© INTERNELe Sénat a adopté jeudi soir le projet de loi antiterroriste de Nicolas Sarkozy, contre lequel PS et PCF, à la différence de ce qui s'était passé à l'Assemblée, auront bataillé ferme pour apporter plus de garanties à la protection des libertés individuelles.
La gauche sénatoriale avait déposé de nombreux amendements pour soumettre au contrôle de la Commission nationale de l'informatique et des libertés (Cnil) les dispositifs de surveillance dont le texte va permettre la mise en place. Ils ont tous été repoussés. "C'est une erreur majeure que de restreindre les libertés sans nécessité", a protesté Jean-Pierre Sueur (PS), tout en réaffirmant, comme tous ses collègues à chacune de leurs interventions, le soutien de son groupe à la lutte contre le terrorisme.
Immobiliser les moyens de transports
Une quarantaine d'amendements ont été adoptés, pour la plupart déposés par le rapporteur Jean-Patrick Courtois (UMP), qui ne modifient pas l'économie générale du texte. Les sénateurs ont ainsi élargi le champ d'application du délit de non justification de ressources correspondant au train de vie, en renversant la charge de la preuve, et alourdi les peines encourues.
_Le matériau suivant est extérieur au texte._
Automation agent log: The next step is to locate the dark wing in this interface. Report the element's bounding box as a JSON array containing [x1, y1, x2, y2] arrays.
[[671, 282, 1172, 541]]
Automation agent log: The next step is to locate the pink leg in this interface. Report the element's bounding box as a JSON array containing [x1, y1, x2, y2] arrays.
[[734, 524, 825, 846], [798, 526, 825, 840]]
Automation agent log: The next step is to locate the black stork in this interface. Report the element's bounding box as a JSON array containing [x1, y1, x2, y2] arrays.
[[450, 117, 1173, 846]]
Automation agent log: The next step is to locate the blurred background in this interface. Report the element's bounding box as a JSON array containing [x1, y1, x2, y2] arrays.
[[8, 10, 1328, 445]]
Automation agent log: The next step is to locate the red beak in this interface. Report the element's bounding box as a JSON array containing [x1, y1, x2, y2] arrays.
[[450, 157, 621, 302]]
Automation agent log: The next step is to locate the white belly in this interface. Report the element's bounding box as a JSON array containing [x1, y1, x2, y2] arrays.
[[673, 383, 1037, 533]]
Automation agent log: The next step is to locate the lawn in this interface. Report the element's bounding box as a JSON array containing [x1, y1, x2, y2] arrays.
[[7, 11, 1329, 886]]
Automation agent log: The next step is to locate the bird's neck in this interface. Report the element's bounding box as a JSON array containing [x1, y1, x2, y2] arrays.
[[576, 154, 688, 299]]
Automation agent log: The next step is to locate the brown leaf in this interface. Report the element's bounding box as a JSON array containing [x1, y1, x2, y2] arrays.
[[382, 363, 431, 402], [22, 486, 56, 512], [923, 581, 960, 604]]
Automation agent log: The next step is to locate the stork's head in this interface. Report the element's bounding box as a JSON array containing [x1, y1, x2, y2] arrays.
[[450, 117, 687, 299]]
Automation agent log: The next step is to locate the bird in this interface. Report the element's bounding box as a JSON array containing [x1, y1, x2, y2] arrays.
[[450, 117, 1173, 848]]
A l'initiative du groupe UMP, une disposition a été votée, qui permet à la police nationale de "faire usage de matériels appropriés pour immobiliser les moyens de transport". Il s'agit de légaliser l'usage d'autres moyens que les herses, seules autorisées par les textes en vigueur, dans trois cas: refus d'arrêt après sommations, comportement du conducteur ou des passagers "de nature à mettre délibérément en danger la vie d'autrui ou d'eux-mêmes", "crime ou délit flagrant".
Creuser les inégalités ?
La principale objection des sénateurs socialistes au texte, sur lequel leurs collègues députés s'étaient abstenus, réside dans l'"amalgame" qu'il opère, selon eux, "entre terroristes, délinquants et immigrants". "Vous creusez le sillon de la xénophobie et du racisme", s'est insurgée l'ancienne ministre Catherine Tasca. Ils se sont également prévalus d'un avis de la Commission nationale consultative des droits de l'Homme (CNCDH) qui a critiqué jeudi, dans une note remise au Premier ministre, plusieurs dispositions du projet de loi.
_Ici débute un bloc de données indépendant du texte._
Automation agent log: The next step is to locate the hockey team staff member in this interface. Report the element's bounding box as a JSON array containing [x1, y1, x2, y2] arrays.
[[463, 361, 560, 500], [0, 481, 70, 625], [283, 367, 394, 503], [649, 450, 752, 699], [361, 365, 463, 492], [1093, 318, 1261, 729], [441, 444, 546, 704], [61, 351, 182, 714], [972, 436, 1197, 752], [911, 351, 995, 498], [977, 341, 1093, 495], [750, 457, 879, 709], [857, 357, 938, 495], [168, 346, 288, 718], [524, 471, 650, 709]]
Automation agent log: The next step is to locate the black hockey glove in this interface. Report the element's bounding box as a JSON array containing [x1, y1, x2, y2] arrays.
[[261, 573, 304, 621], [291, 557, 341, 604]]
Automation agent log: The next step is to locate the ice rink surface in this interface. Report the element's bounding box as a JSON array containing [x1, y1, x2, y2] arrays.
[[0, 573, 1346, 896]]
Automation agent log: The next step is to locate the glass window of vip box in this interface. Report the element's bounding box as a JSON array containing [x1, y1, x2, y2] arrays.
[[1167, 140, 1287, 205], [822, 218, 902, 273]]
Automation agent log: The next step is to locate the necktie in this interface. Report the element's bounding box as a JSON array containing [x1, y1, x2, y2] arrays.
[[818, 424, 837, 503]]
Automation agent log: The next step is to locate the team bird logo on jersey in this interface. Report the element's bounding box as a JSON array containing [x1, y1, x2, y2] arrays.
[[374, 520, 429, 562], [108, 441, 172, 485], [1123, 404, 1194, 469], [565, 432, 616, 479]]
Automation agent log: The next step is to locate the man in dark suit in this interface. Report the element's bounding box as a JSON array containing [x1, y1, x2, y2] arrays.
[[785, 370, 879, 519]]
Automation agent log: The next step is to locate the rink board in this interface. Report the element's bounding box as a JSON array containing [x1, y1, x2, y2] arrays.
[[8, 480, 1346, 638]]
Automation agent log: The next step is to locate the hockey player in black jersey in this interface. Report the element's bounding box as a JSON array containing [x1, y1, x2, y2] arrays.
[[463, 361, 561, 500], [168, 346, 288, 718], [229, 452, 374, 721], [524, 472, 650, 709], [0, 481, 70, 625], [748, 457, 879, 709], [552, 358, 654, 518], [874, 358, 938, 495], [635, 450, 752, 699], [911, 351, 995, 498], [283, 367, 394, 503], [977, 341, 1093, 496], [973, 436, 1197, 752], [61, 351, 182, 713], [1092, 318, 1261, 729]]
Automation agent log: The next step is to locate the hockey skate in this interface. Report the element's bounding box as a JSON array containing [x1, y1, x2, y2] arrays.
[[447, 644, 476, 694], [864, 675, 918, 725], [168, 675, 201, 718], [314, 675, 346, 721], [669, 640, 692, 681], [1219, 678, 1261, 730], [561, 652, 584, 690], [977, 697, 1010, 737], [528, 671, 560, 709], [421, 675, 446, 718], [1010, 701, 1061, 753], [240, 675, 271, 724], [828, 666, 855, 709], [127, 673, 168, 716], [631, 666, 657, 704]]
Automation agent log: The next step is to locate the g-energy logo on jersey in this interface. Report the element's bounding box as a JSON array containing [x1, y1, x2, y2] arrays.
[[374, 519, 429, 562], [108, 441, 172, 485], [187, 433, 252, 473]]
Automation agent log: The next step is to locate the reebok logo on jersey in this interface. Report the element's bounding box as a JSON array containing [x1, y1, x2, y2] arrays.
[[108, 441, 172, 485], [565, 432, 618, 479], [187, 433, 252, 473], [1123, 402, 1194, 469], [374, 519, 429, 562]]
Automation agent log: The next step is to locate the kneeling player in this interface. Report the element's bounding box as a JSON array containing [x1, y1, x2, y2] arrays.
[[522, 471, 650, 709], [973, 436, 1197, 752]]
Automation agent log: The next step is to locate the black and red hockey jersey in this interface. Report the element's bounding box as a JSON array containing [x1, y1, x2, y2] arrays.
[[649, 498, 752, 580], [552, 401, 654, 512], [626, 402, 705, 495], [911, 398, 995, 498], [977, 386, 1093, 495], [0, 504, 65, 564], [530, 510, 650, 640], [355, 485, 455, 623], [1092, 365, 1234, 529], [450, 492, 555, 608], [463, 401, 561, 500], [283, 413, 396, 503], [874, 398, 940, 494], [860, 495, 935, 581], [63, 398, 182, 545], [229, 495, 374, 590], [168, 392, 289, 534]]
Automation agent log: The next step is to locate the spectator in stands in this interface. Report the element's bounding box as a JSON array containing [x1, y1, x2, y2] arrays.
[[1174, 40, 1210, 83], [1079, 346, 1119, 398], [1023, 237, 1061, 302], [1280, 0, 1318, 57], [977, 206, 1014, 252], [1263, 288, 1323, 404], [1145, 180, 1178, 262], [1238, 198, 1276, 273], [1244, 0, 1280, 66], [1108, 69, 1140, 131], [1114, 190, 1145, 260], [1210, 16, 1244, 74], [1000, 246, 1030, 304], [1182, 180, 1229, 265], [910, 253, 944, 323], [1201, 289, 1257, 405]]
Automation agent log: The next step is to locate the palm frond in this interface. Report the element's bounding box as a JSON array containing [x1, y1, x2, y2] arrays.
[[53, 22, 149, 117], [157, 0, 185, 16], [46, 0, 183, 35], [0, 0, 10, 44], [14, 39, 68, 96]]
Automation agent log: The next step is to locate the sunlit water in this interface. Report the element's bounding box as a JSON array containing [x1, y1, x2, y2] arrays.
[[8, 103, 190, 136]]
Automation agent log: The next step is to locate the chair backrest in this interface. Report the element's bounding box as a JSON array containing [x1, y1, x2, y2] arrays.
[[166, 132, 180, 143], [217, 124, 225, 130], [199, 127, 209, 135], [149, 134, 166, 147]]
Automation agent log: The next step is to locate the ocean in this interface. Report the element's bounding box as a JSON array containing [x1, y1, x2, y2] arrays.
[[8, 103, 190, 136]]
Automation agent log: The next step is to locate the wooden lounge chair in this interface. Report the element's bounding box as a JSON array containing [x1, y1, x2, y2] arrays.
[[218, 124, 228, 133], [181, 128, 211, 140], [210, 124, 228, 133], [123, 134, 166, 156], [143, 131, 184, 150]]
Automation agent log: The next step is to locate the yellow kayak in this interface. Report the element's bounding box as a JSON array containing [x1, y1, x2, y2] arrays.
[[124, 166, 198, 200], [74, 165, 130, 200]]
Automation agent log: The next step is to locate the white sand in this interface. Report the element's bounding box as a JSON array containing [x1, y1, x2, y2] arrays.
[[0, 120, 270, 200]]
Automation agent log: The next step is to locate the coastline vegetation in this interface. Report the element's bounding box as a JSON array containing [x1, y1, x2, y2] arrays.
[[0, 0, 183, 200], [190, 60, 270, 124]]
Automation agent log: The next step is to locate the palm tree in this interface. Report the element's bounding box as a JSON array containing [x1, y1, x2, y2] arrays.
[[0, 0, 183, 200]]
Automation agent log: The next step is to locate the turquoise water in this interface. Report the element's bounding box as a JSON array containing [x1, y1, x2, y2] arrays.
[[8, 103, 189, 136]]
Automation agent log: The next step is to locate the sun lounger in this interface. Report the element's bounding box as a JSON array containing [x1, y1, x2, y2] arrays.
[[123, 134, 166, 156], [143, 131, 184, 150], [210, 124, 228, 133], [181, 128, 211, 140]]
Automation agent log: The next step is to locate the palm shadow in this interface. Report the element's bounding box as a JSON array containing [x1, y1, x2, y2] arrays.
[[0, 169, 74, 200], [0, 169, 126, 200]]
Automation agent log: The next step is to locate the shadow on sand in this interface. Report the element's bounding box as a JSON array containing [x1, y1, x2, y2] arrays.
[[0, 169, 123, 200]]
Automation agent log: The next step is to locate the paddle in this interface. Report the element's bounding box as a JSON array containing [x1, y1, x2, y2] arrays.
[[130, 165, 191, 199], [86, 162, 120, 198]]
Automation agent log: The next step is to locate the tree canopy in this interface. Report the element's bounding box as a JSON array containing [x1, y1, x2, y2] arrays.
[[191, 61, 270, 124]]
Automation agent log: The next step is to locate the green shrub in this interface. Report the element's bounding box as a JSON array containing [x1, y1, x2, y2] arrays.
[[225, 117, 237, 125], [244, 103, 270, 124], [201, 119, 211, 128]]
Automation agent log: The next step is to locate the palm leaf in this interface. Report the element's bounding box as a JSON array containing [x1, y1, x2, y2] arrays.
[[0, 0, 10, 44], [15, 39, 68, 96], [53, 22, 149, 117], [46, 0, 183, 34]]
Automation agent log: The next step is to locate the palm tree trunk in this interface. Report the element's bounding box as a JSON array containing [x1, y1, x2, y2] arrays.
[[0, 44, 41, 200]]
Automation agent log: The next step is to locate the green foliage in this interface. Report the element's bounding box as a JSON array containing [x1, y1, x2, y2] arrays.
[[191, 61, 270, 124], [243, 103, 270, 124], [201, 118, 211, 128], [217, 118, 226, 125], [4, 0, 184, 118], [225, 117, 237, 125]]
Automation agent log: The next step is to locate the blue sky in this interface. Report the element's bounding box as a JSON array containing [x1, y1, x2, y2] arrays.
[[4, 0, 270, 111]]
Pour le PCF, Eliane Assassi a appelé à ne pas confondre le terrorisme, que son groupe "condamne avec la plus grande fermeté", avec "la résistance des peuples qui défendent leur indépendance et leur liberté". Elle a préconisé de "s'attaquer aux causes": le "creusement des inégalités entre pays riches et pauvres, toutes les tensions qui font le miel des extrémistes".
Le projet de loi était examiné en procédure d'urgence, avec une seule lecture dans chacune des deux assemblées. Il appartiendra à une commission mixte paritaire, composée de 14 députés et sénateurs, d'en proposer une rédaction commune aux deux chambres, qui sera votée avant Noël.